Following the U.S. First Infantry Division, three additional U.S. Divisions, including the 42th Infantry Division with its 69th Infantry Regiment, entered the battlefields in March 1918. The rest followed at an accelerating pace during the spring and summer of 1918. At the beginning, during early 1918, the few battle-ready U.S. divisions were deployed with French and British units to defend relatively quiet sectors of their lines. After the first AEF victory on the 28th of May 1918 at Cantigny, by the 1st U.S. Division, Pershing worked towards the deployment of a US field Army.

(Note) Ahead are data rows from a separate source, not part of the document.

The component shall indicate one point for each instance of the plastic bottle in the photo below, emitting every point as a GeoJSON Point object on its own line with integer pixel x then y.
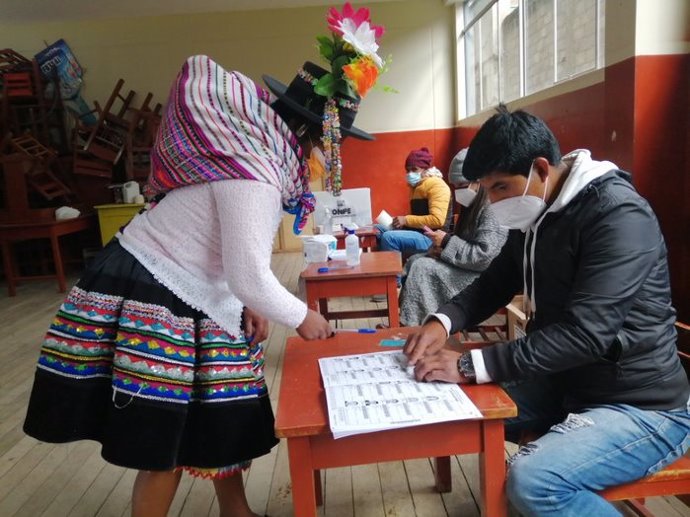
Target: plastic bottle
{"type": "Point", "coordinates": [352, 248]}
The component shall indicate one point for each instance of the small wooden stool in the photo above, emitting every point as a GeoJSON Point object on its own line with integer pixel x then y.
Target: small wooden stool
{"type": "Point", "coordinates": [53, 230]}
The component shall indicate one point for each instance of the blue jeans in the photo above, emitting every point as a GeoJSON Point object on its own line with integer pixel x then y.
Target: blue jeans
{"type": "Point", "coordinates": [598, 447]}
{"type": "Point", "coordinates": [404, 241]}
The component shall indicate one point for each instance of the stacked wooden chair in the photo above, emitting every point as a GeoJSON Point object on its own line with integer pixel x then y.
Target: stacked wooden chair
{"type": "Point", "coordinates": [121, 132]}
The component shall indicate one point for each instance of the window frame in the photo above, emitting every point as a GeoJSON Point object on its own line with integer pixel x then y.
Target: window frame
{"type": "Point", "coordinates": [465, 108]}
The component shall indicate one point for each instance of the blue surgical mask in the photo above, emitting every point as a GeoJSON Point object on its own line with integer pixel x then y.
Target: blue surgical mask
{"type": "Point", "coordinates": [413, 178]}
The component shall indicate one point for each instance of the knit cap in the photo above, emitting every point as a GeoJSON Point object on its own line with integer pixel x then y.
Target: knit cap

US Army and Marine Corps troops played a key role in helping stop the German thrust towards Paris, during the Second Battle of the Marne in June 1918 (at Chateau-Thierry and Belleau Wood). The first major and distinctly American offensive was the reduction of the Saint Mihiel salient in September 1918. During the Battle of Saint-Mihiel, beginning September 12, 1918, Pershing commanded the American First Army, comprising seven divisions and more than 500,000 men, in the largest offensive operation ever undertaken by United States armed forces to date. This successful offensive was followed by the Meuse-Argonne offensive, lasting from September 26 to November 11, 1918, during which general Pershing commanded more than one million American and French combatants. In these two military operations, Allied forces recovered more than two hundred square miles (520 km²) of French territory from the German army. By the time the Armistice had suspended all combat on November 11, 1918, the American Expeditionary Forces had evolved into a modern, combat-tested army.Many future US military leaders, such as George Patton and Douglas MacArthur, were veterans of the AEF.